On Sat, 20 Aug 2005 21:14:31 -0400, "Cary Shultz [A.D. MVP]"
<cwshultz@xxxxxxxx> wrote:

>Reply-To: "Cary Shultz [A.D. MVP]" <cwshultz@xxxxxxxx>
>From: "Cary Shultz [A.D. MVP]" <cwshultz@xxxxxxxx>
>References: <5lj3g1tupl4ucibud1fr33ht7hqhnartq3@xxxxxxx> <#gOWp5ooFHA.3256@xxxxxxxxxxxxxxxxxxxx> <n1a8g1t9r2n1u47boopgtmsulkf2ar6ff5@xxxxxxx> <uX#$7nKpFHA.3316@xxxxxxxxxxxxxxxxxxxx> <f69eg1l33sqb00323s9rmrptihlmt4tm5r@xxxxxxx>
>Subject: Re: Export/import AD
>Date: Sat, 20 Aug 2005 21:14:31 -0400
>Lines: 119
>Organization: NKD Solutions, Inc.
>X-Priority: 3
>X-MSMail-Priority: Normal
>X-Newsreader: Microsoft Outlook Express 6.00.2900.2527
>X-MimeOLE: Produced By Microsoft MimeOLE V6.00.2900.2527
>X-RFC2646: Format=Flowed; Original
>Message-ID: <#FY832epFHA.3256@xxxxxxxxxxxxxxxxxxxx>
>Newsgroups: microsoft.public.win2000.active_directory
>NNTP-Posting-Host: 0-1pool120-42.nas98.washington1.dc.us.da.qwest.net 65.135.120.42
>Path: TK2MSFTNGP08.phx.gbl!TK2MSFTNGP12.phx.gbl
>Xref: TK2MSFTNGP08.phx.gbl microsoft.public.win2000.active_directory:163316
>
>Doh!
>
>Okay, one stupid mistake and one typo!

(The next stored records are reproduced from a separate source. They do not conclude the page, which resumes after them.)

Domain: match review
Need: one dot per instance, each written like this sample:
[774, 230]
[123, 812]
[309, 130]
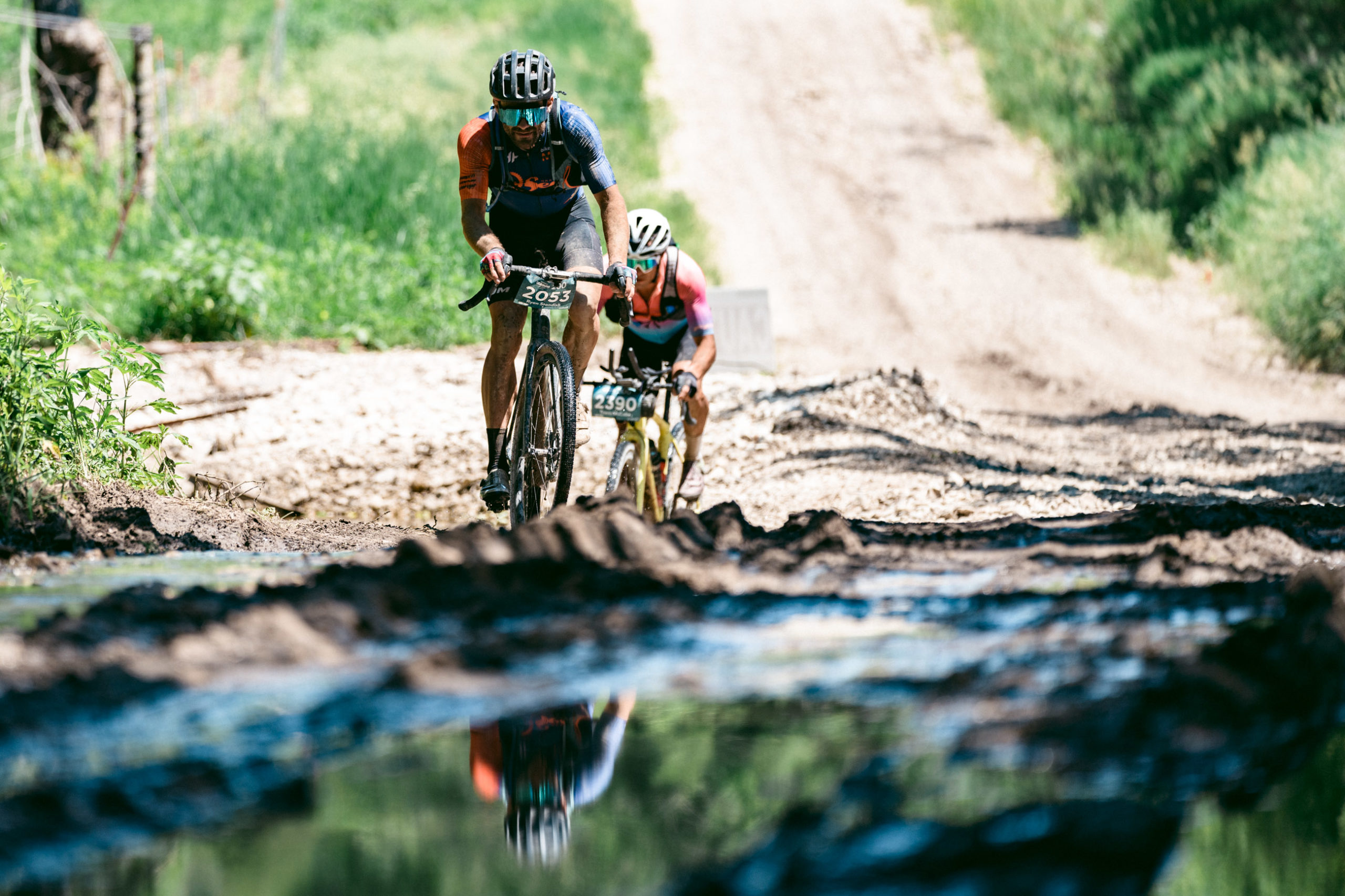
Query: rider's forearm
[704, 357]
[615, 226]
[479, 234]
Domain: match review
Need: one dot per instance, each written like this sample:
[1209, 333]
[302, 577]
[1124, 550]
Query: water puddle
[919, 734]
[693, 797]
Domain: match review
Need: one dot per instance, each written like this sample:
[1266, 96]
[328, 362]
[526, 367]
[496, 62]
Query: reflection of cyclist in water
[544, 766]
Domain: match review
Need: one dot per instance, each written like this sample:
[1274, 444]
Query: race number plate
[545, 294]
[616, 403]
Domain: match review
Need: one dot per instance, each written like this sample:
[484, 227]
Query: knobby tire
[626, 465]
[544, 444]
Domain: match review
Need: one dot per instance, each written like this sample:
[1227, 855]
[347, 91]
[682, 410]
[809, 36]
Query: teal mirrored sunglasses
[530, 116]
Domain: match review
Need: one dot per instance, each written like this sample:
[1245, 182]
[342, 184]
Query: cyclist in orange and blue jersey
[536, 154]
[544, 766]
[670, 322]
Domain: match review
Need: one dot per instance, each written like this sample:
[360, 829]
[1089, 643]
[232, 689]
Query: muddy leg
[498, 377]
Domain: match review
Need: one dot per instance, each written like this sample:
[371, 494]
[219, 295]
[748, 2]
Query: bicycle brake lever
[686, 413]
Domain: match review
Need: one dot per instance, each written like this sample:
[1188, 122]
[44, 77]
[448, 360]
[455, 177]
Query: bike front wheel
[544, 443]
[670, 471]
[626, 467]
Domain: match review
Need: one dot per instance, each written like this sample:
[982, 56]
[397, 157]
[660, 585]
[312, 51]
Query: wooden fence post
[147, 96]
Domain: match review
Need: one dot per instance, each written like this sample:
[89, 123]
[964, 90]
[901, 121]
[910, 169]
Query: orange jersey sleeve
[474, 161]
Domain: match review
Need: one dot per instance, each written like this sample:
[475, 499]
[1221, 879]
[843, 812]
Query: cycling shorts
[568, 240]
[653, 354]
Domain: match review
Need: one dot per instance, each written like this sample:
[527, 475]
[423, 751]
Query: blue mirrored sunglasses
[514, 118]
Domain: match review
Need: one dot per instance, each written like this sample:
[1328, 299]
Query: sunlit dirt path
[849, 161]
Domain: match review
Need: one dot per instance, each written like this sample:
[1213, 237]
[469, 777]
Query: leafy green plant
[1157, 102]
[208, 291]
[1137, 240]
[61, 423]
[1282, 233]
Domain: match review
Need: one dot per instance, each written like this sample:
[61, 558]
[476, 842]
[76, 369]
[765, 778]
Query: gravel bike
[540, 440]
[649, 463]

I am very sorry!
>
>Yes, the -i switch is what you would need to specify where you importing a
>.ldf file into your AD environment. Since ldifde defaults to exporting you
>do not really need to specify anything for what are doing. That was a
>hairball mistake. Sorry!
>
>Now, for the sAMAccountType filter - this was simply my fingers not quite
>interacting with my brain. You are correct: 368 is for user account objects
>and 369 is for computer account objects ( which I honestly did not know! ).
>See, from my typo I learned something! Thank you.
>
>Anyway, if you have any more questions please feel free to ask. ldifde is a
>really wonderful thing to know. It takes a lot of 'doing' to get it,
>though. It has a brutal and unforgiving syntax. But, once you get it the
>world opens up to you. It is essentially ldap-stuff.
>
>Again, sorry for the two mistakes. I guess that I need to pay better
>attention.
>
>--
>Cary W. Shultz
>Roanoke, VA 24012
>Microsoft Active Directory MVP
>
>http://www.activedirectory-win2000.com
>http://www.grouppolicy-win2000.com
>
>
>
>"Peter Kaufman" <pmkdatabase_at_yahoo_dot_ca> wrote in message
>news:f69eg1l33sqb00323s9rmrptihlmt4tm5r@xxxxxxxxxx
>> For the archives, I think this is wrong (I am sure you will correct me
>> if *I* am!).
>>
>>>Anyway, for the user account objects try something like this:
>>>c:\>ldifde -i -f c:\users.ldf -s dc01.yourdomain.com -t 389 -d
>>
>> -i switch would *import* data into the production AD, would it not?
>>
>> Also, I think users is 805306368 not (sAMAccountType=805306369), which
>> seems to be computers.
>>
>> Peter
>>
>>
>> On Fri, 19 Aug 2005 06:37:11 -0400, "Cary Shultz [A.D. MVP]"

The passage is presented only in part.